The config option scan.startup.mode
specifies the startup mode for SQLServer CDC consumer. The valid enumerations are:
initial
(default): Takes a snapshot of structure and data of captured tables; useful if topics should be populated with a complete representation of the data from the captured tables.initial_only
: Takes a snapshot of structure and data like initial but instead does not transition into streaming changes once the snapshot has completed.latest_offset
: Takes a snapshot of the structure of captured tables only; useful if only changes happening from now onwards should be propagated to topics.

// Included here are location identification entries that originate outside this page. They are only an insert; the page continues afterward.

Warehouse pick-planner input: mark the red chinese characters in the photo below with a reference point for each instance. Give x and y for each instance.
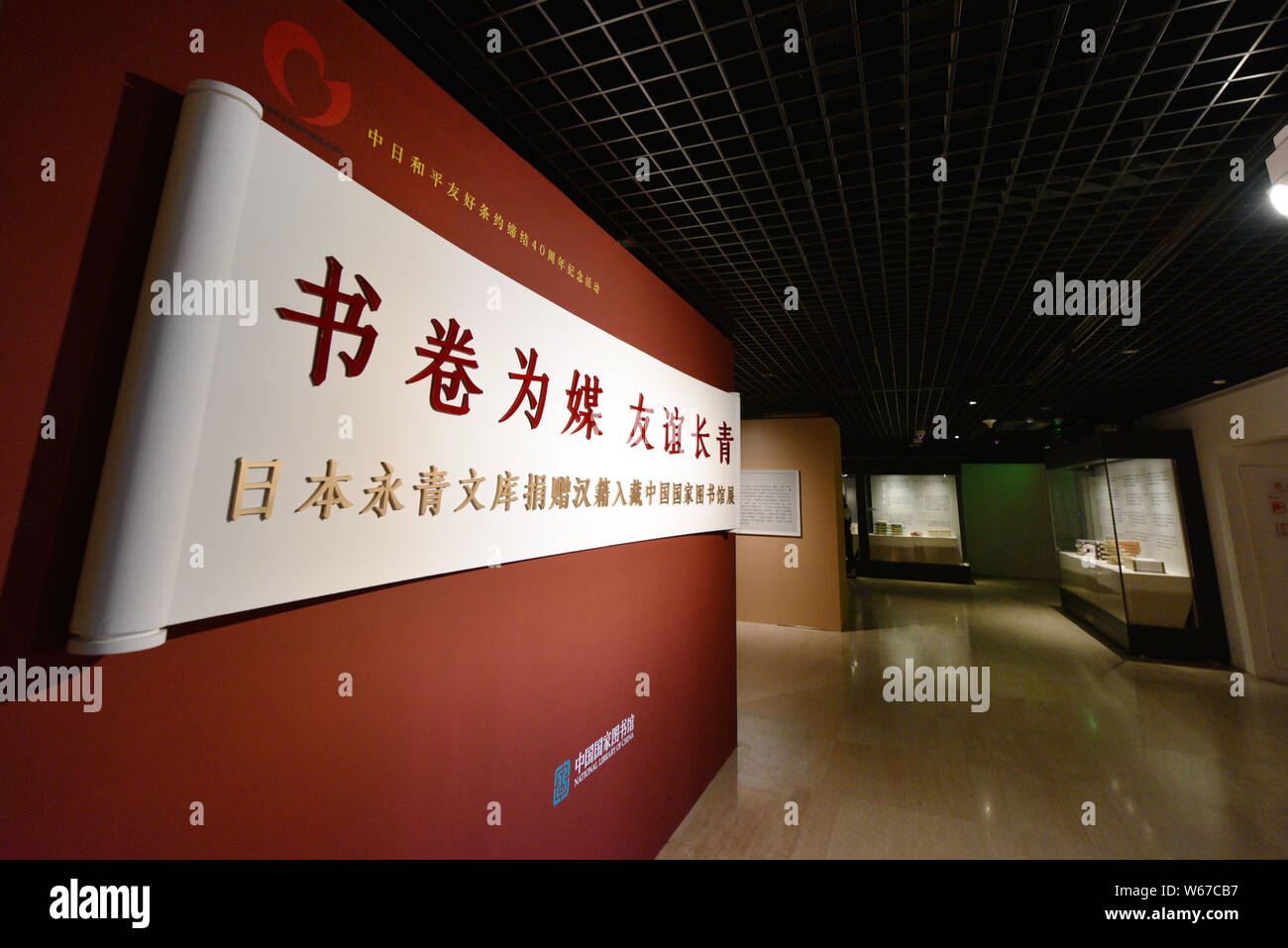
(327, 325)
(583, 401)
(449, 353)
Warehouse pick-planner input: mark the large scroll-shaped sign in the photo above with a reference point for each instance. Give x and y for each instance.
(322, 394)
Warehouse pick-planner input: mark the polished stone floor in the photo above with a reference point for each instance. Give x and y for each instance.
(1173, 764)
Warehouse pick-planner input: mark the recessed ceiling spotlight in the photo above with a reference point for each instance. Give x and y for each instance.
(1276, 165)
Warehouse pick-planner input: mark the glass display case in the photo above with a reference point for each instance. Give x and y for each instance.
(1125, 552)
(914, 518)
(913, 523)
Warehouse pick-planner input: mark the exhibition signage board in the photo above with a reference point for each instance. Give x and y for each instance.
(323, 395)
(771, 502)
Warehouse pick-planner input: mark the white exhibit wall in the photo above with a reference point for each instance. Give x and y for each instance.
(919, 502)
(424, 369)
(1262, 404)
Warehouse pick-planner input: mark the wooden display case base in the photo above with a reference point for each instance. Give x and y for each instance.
(1151, 642)
(926, 572)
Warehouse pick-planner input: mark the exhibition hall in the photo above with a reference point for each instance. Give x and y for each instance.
(644, 429)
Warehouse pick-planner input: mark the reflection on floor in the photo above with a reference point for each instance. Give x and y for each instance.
(1173, 764)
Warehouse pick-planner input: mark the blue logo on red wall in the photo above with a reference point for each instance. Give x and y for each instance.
(562, 773)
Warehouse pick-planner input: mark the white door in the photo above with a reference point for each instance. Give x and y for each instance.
(1265, 509)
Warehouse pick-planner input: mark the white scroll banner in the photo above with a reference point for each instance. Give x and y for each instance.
(213, 378)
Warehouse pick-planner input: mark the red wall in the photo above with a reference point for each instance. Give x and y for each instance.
(468, 687)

Note: the mechanism of scan.startup.mode
option relying on Debezium's snapshot.mode
configuration. So please do not use them together. If you specific both scan.startup.mode
and debezium.snapshot.mode
options in the table DDL, it may make scan.startup.mode
doesn't work.
The SQLServer CDC source can't work in parallel reading, because there is only one task can receive change events.
The SQLServer CDC connector can also be a DataStream source. You can create a SourceFunction as the following shows:
import org.apache.flink.streaming.api.environment.StreamExecutionEnvironment;
import org.apache.flink.streaming.api.functions.source.SourceFunction;
import com.ververica.cdc.debezium.JsonDebeziumDeserializationSchema;
import com.ververica.cdc.connectors.sqlserver.SqlServerSource;
public class SqlServerSourceExample {
public static void main(String[] args) throws Exception {
SourceFunction<String> sourceFunction = SqlServerSource.<String>builder()
.hostname("localhost")
.port(1433)
.database("sqlserver") // monitor sqlserver database
.tableList("dbo.products") // monitor products table
.username("sa")
.password("Password!")
.deserializer(new JsonDebeziumDeserializationSchema()) // converts SourceRecord to JSON String
.build();
StreamExecutionEnvironment env = StreamExecutionEnvironment.getExecutionEnvironment();
env
.addSource(sourceFunction)
.print().setParallelism(1); // use parallelism 1 for sink to keep message ordering
env.execute();
}
}
Note: Please refer Deserialization for more details about the JSON deserialization.